NVIDIA tiene listas sus RTX 50 SUPER, pero un problema tiene bloqueado su lanzamiento: la memoria GDDR7 es demasiado cara

La compañía de Jensen Huang no trae buenas noticias y las tarjetas gráficas RTX 50 SUPER se están convirtiendo en un quebradero de cabeza para este gigante.
Hace unos días se pudo conocer que Nvidia tiene casi listas sus nuevas tarjetas gráficas de la serie GeForce RTX 50 SUPER, que nacen con la idea de dar más potencia a los ordenadores tope de gama. Sin embargo, no está siendo un camino de rosas.
A los rumores de una posible cancelación debido a los problemas de precios por falta de stock de RAM, se le sumó la filtración de que la 5080 SUPER tenga un consumo de diseño térmico de 415 vatios. Comparando este número con los 360 vatios que gasta el modelo estándar actual, hablamos de una subida del 15% en la factura de la luz.
Y ahora llega un nuevo varapalo para la compañía de Jensen Huang: los costes de fabricación han obligado a paralizar su salida al mercado. Según se ha filtrado, Nvidia ya ha enviado los primeros chips gráficos a sus socios, pero les ha dado la orden directa de congelarlo todo porque la nueva memoria GDDR7 de 3 GB es, ahora mismo, muy cara.
Con esto como base, si deciden lanzar estas tarjetas ahora mismo con los precios actuales de los componentes, el coste para los usuarios se dispararía por encima de lo normal. Inviable.
Por otro lado, si obliga a marcas como Asus o MSI a mantener los precios oficiales baratos, estas empresas directamente se negarían a fabricarlas porque perderían dinero con cada venta. Al final, la única opción lógica ha sido retrasarlo todo a la espera de que la cosa se relaje.
Esta situación deja a la compañía de Jensen Huang en una posición muy difícil
La gran novedad de estas versiones SUPER está precisamente en el uso de esos nuevos módulos de memoria de 3 GB. Ofrecen un 50% más de capacidad que los de 2 GB que llevan las tarjetas normales que se venden ahora, lo que permite meter mucha más memoria VRAM sin tener que cambiar el diseño interno ni los cables por los que viajan los datos.
El problema es que estos nuevos módulos se están vendiendo en las fábricas a un precio que duplica o triplica el coste de los anteriores.
La lista de tarjetas que la compañía quería lanzar en este mismo año incluye modelos que la gente espera con muchas ganas, como la RTX 5080 SUPER y la RTX 5070 Ti SUPER (ambas con 24 GB de memoria), la RTX 5070 SUPER (con 18 GB) y una opción más barata, la RTX 5050 de 9 GB.
Sin embargo, un cambio de estrategia que Nvidia hizo a finales de 2025 ha terminado de complicarlo todo: antes, ellos te vendían el pack completo del chip con la memoria; ahora, obligan a las marcas que montan la tarjeta a apañarse como puedan y comprar la memoria por su cuenta.
¿Cuándo podrán ver la luz y qué está sucediendo para que se retrasen las tarjetas gráficas de NVIDIA?
La situación con respecto a la crisis de la RAM es bastante complicada. La gravedad de esta crisis de componentes es tan grande que ha provocado algo que no se veía en años.
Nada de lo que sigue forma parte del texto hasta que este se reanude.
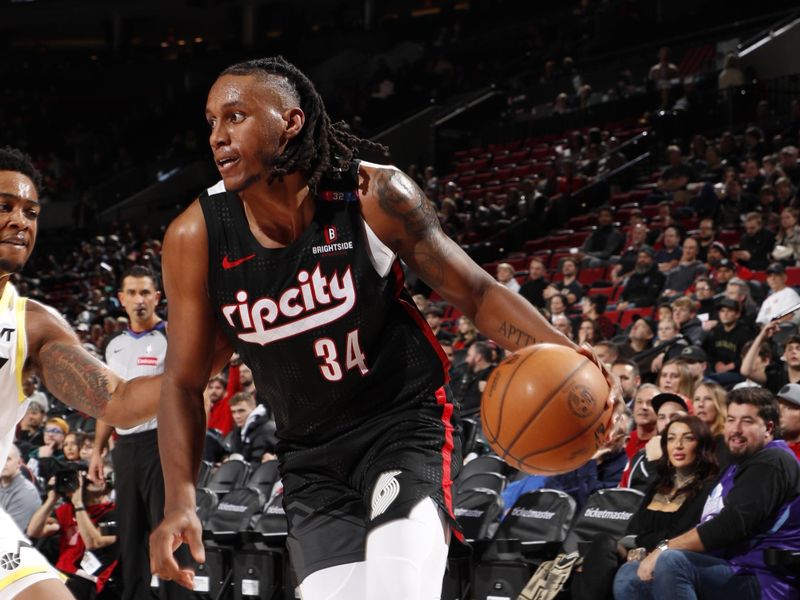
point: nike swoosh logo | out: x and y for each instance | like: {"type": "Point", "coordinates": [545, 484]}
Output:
{"type": "Point", "coordinates": [230, 264]}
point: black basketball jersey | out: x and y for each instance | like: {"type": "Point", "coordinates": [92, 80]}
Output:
{"type": "Point", "coordinates": [325, 324]}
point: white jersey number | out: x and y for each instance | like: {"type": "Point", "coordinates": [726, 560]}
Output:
{"type": "Point", "coordinates": [331, 368]}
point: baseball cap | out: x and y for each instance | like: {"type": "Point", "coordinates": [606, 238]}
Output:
{"type": "Point", "coordinates": [726, 263]}
{"type": "Point", "coordinates": [694, 353]}
{"type": "Point", "coordinates": [791, 393]}
{"type": "Point", "coordinates": [719, 246]}
{"type": "Point", "coordinates": [650, 322]}
{"type": "Point", "coordinates": [660, 399]}
{"type": "Point", "coordinates": [729, 303]}
{"type": "Point", "coordinates": [776, 268]}
{"type": "Point", "coordinates": [648, 250]}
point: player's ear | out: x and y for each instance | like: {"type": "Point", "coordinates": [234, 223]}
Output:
{"type": "Point", "coordinates": [294, 119]}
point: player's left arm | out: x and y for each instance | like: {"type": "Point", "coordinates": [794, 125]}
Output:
{"type": "Point", "coordinates": [405, 220]}
{"type": "Point", "coordinates": [82, 381]}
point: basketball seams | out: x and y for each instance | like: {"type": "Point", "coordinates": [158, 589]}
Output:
{"type": "Point", "coordinates": [508, 381]}
{"type": "Point", "coordinates": [542, 405]}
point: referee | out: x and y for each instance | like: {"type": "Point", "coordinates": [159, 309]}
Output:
{"type": "Point", "coordinates": [140, 350]}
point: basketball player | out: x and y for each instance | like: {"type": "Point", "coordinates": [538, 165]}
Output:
{"type": "Point", "coordinates": [295, 256]}
{"type": "Point", "coordinates": [35, 339]}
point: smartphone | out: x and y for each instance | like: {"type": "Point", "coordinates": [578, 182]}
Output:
{"type": "Point", "coordinates": [786, 313]}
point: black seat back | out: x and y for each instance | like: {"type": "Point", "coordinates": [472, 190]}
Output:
{"type": "Point", "coordinates": [264, 477]}
{"type": "Point", "coordinates": [475, 510]}
{"type": "Point", "coordinates": [231, 474]}
{"type": "Point", "coordinates": [235, 511]}
{"type": "Point", "coordinates": [607, 511]}
{"type": "Point", "coordinates": [540, 516]}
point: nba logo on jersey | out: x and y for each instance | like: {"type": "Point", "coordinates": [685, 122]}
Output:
{"type": "Point", "coordinates": [330, 234]}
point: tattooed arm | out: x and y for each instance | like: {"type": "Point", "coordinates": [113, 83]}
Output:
{"type": "Point", "coordinates": [80, 380]}
{"type": "Point", "coordinates": [405, 220]}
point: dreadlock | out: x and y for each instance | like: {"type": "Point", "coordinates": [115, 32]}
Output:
{"type": "Point", "coordinates": [12, 159]}
{"type": "Point", "coordinates": [321, 145]}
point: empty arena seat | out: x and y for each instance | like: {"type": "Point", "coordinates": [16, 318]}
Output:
{"type": "Point", "coordinates": [264, 477]}
{"type": "Point", "coordinates": [606, 511]}
{"type": "Point", "coordinates": [231, 474]}
{"type": "Point", "coordinates": [490, 481]}
{"type": "Point", "coordinates": [476, 510]}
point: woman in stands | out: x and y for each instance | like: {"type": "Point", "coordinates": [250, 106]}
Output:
{"type": "Point", "coordinates": [687, 470]}
{"type": "Point", "coordinates": [676, 377]}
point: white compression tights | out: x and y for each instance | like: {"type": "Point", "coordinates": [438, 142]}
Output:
{"type": "Point", "coordinates": [405, 560]}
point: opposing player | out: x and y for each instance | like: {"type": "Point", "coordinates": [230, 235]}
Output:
{"type": "Point", "coordinates": [35, 339]}
{"type": "Point", "coordinates": [295, 257]}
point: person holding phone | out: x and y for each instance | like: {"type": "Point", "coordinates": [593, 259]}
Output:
{"type": "Point", "coordinates": [781, 296]}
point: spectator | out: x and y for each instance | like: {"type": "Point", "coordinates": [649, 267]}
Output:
{"type": "Point", "coordinates": [731, 74]}
{"type": "Point", "coordinates": [781, 297]}
{"type": "Point", "coordinates": [254, 433]}
{"type": "Point", "coordinates": [505, 276]}
{"type": "Point", "coordinates": [18, 496]}
{"type": "Point", "coordinates": [753, 506]}
{"type": "Point", "coordinates": [681, 277]}
{"type": "Point", "coordinates": [756, 244]}
{"type": "Point", "coordinates": [589, 332]}
{"type": "Point", "coordinates": [671, 252]}
{"type": "Point", "coordinates": [593, 307]}
{"type": "Point", "coordinates": [85, 553]}
{"type": "Point", "coordinates": [470, 388]}
{"type": "Point", "coordinates": [644, 285]}
{"type": "Point", "coordinates": [684, 312]}
{"type": "Point", "coordinates": [604, 242]}
{"type": "Point", "coordinates": [706, 232]}
{"type": "Point", "coordinates": [534, 286]}
{"type": "Point", "coordinates": [433, 315]}
{"type": "Point", "coordinates": [675, 377]}
{"type": "Point", "coordinates": [787, 240]}
{"type": "Point", "coordinates": [789, 405]}
{"type": "Point", "coordinates": [644, 419]}
{"type": "Point", "coordinates": [642, 471]}
{"type": "Point", "coordinates": [724, 343]}
{"type": "Point", "coordinates": [627, 372]}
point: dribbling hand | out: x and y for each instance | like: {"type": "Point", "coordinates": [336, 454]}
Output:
{"type": "Point", "coordinates": [178, 527]}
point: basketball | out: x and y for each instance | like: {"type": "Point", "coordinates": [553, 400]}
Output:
{"type": "Point", "coordinates": [544, 409]}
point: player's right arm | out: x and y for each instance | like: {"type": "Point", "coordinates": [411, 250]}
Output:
{"type": "Point", "coordinates": [181, 416]}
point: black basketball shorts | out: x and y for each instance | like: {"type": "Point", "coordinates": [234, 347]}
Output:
{"type": "Point", "coordinates": [335, 493]}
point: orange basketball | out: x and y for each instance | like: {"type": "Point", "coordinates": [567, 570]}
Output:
{"type": "Point", "coordinates": [544, 409]}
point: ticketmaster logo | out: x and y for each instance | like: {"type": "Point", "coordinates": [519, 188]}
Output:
{"type": "Point", "coordinates": [614, 515]}
{"type": "Point", "coordinates": [532, 514]}
{"type": "Point", "coordinates": [227, 506]}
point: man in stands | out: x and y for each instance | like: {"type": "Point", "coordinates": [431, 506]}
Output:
{"type": "Point", "coordinates": [789, 405]}
{"type": "Point", "coordinates": [681, 277]}
{"type": "Point", "coordinates": [629, 378]}
{"type": "Point", "coordinates": [725, 341]}
{"type": "Point", "coordinates": [645, 284]}
{"type": "Point", "coordinates": [18, 496]}
{"type": "Point", "coordinates": [533, 287]}
{"type": "Point", "coordinates": [781, 297]}
{"type": "Point", "coordinates": [755, 505]}
{"type": "Point", "coordinates": [777, 373]}
{"type": "Point", "coordinates": [254, 434]}
{"type": "Point", "coordinates": [756, 244]}
{"type": "Point", "coordinates": [604, 242]}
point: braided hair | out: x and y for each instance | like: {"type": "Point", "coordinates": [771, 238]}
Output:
{"type": "Point", "coordinates": [12, 159]}
{"type": "Point", "coordinates": [321, 145]}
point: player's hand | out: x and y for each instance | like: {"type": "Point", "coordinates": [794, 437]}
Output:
{"type": "Point", "coordinates": [178, 527]}
{"type": "Point", "coordinates": [95, 472]}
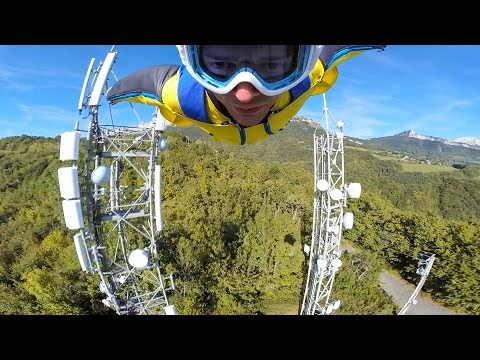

Por primera vez en cinco años, Nvidia fue al CES de 2026 sin presentar ni una sola tarjeta gráfica para el público general.
Huang prefirió no anunciar nada en la feria porque sabe de sobra que la falta de material impide asegurar que las tarjetas lleguen de forma normal a las tiendas.
De hecho, esta crisis está afectando incluso a las GPU más caras que Nvidia vende a empresas y gobiernos. En sus equipos de inteligencia artificial más potentes, el coste de los chips de memoria ya supone una cuarta parte de lo que cuesta fabricar todo el aparato, tras sufrir una subida de precio cercana al 500% en unos meses.
Si esto le pasa a tarjetas más top que valen miles de euros, imagínate el impacto al intentar cuadrar el precio de una tarjeta para jugar en tu casa con tu PC.
De momento, nadie sabe muy bien qué van a hacer Nvidia y sus socios para salir de esta. Los procesadores de las RTX 50 SUPER ya están casi acumulando polvo en los almacenes de ensamblaje, por lo que el retraso no puede durar mucho más si no quieren que todo esto se quede anticuado.
La decisión ahora es la siguiente: o asumen que los precios van a ser más caros de lo normal, o te quedas directamente sin novedades para PC en lo que queda de 2026 (y quién sabe qué pasará en 2027).